About UCMP : UCMP newsletter

USGS project update

by Erica Clites

The Mesozoic portion of the former USGS Menlo Park Invertebrate Collection, now housed in UCMP's off campus Regatta Collections Facility, required extensive reorganization. After assigning stratigraphic ages to each locality this past summer, we have spent the fall rehousing these fossils into new archival specimen boxes arranged in steel museum drawers and cabinets. Approximately 17,000 specimens from a collection of over 100,000 have been rehoused, resulting in ten cabinets full of spectacular Jurassic and Cretaceous fossils collected from the San Francisco Bay Area to the southern coast of England. Along the way, we have reunited many "stray" fossils stored in separate drawers, moved Alaskan fossils back to UCMP on campus, and continue to be impressed with the diverse and abundant fossils collected at many localities and their stunning degree of preservation.

One exception to the UCMP's stratigraphic arrangement of localities and fossils are the systematic collections, such as Cliff Nelson's Ph.D. thesis collection of Neptunea (see the blog post). Other systematic collections include Mesozoic taxa such as Buchia, Trigonia, and Inoceramus, as well as ammonites.

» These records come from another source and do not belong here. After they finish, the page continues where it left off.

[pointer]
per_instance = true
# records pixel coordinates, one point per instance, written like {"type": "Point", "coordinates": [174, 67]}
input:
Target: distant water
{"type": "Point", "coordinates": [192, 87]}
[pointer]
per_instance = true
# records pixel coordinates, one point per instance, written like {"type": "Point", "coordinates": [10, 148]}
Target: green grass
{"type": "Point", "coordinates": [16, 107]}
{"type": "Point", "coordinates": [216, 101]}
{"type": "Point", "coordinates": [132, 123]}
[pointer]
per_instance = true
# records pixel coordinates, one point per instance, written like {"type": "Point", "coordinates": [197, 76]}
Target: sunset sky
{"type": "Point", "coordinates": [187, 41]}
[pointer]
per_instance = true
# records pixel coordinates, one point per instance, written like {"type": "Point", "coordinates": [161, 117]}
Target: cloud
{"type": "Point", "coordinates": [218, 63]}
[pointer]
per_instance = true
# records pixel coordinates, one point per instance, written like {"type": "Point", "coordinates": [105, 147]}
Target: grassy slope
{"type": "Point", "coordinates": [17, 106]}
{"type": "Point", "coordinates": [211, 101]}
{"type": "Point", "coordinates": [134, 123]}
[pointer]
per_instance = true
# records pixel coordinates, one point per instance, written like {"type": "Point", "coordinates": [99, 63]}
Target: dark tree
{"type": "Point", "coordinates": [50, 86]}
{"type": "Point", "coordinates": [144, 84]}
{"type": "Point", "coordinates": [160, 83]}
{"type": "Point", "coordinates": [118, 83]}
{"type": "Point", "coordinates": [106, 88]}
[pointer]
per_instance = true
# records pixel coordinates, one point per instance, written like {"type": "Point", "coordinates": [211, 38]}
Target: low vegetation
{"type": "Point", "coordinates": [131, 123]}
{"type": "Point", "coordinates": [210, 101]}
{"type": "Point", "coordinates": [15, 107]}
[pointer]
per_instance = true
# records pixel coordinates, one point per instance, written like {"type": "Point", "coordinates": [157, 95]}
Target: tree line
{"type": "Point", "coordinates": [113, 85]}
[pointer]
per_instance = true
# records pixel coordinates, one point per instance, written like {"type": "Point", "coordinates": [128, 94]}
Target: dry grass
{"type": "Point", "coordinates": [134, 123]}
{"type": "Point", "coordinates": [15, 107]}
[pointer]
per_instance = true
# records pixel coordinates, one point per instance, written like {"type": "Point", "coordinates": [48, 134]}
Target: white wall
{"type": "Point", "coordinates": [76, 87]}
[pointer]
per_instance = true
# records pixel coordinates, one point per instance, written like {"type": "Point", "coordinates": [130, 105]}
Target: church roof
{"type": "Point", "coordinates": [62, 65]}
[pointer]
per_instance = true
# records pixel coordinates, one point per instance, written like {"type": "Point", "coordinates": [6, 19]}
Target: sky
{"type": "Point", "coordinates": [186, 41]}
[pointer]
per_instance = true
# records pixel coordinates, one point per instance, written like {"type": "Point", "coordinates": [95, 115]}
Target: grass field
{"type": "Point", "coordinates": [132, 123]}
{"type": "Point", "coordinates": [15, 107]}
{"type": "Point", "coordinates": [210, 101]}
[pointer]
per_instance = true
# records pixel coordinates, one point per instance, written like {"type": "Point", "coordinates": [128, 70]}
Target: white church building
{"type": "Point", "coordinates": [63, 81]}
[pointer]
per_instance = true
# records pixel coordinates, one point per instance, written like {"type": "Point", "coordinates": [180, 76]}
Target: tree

Many of our student workers have returned from last year, and the new students working on the project are a tremendous asset! UCMP volunteers Kathy Zoehfeld and Don Pecko continue to enthusiastically assist with tasks large and small, and always contribute great ideas!

All of the Mesozoic localities are now available in the UCMP locality database and the Cenozoic localities will soon follow. Please check out the new Researcher's Guide to the USGS Collection for more information!

Inoceramiid
Some specimens from the USGS collection. Above: Inoceramid from Luna County, New Mexico, collected in 1976. Right: Trigoniidae specimen from Shasta County, California, collected in 1893. Photos by the UCMP Invertebrate Collection crew.